If there had been the slightest hint of condescension or even pity in Michael’s tone, Sandy might not have answered. But what she heard, besides gentle interest, was a subtle sense of caring that what Sandy had to say mattered. Even Dell had not asked. Sandy smiled. “Dell and me…we’re pretty into each other, you know?”

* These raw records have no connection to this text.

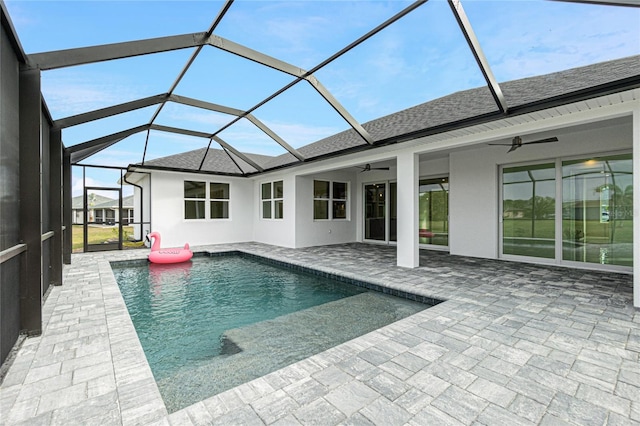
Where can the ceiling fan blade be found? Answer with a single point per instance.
(547, 140)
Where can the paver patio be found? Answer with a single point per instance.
(512, 344)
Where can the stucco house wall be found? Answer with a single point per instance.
(474, 198)
(167, 212)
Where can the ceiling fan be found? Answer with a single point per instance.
(367, 168)
(517, 142)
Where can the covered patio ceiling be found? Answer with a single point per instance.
(266, 79)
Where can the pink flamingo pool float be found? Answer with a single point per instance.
(171, 255)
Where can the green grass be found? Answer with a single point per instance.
(98, 235)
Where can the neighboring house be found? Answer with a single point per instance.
(103, 209)
(349, 191)
(77, 204)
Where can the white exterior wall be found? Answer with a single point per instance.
(474, 197)
(310, 232)
(167, 211)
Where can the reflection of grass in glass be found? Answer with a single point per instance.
(98, 235)
(597, 232)
(521, 228)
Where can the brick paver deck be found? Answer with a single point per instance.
(513, 344)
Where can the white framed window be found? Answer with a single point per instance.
(201, 196)
(330, 200)
(195, 193)
(218, 200)
(272, 197)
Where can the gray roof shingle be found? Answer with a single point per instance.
(448, 110)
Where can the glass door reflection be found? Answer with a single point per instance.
(375, 212)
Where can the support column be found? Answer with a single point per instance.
(636, 205)
(55, 198)
(408, 248)
(31, 202)
(66, 209)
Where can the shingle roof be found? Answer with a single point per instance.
(444, 111)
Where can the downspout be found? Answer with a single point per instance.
(141, 205)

Michael nodded, containing a smile. She was glad for the fact that the loft, despite its open design, had well-insulated, private sleeping quarters, because even with the distance between their bedrooms, now and then she heard an ecstatic cry or a desperate groan. “Every time I’ve seen you two together, I’ve had the sense that she was crazy about you.”
Sandy’s face lit up. “Yeah? You think?”
“Oh yeah,” Michael said with a grin.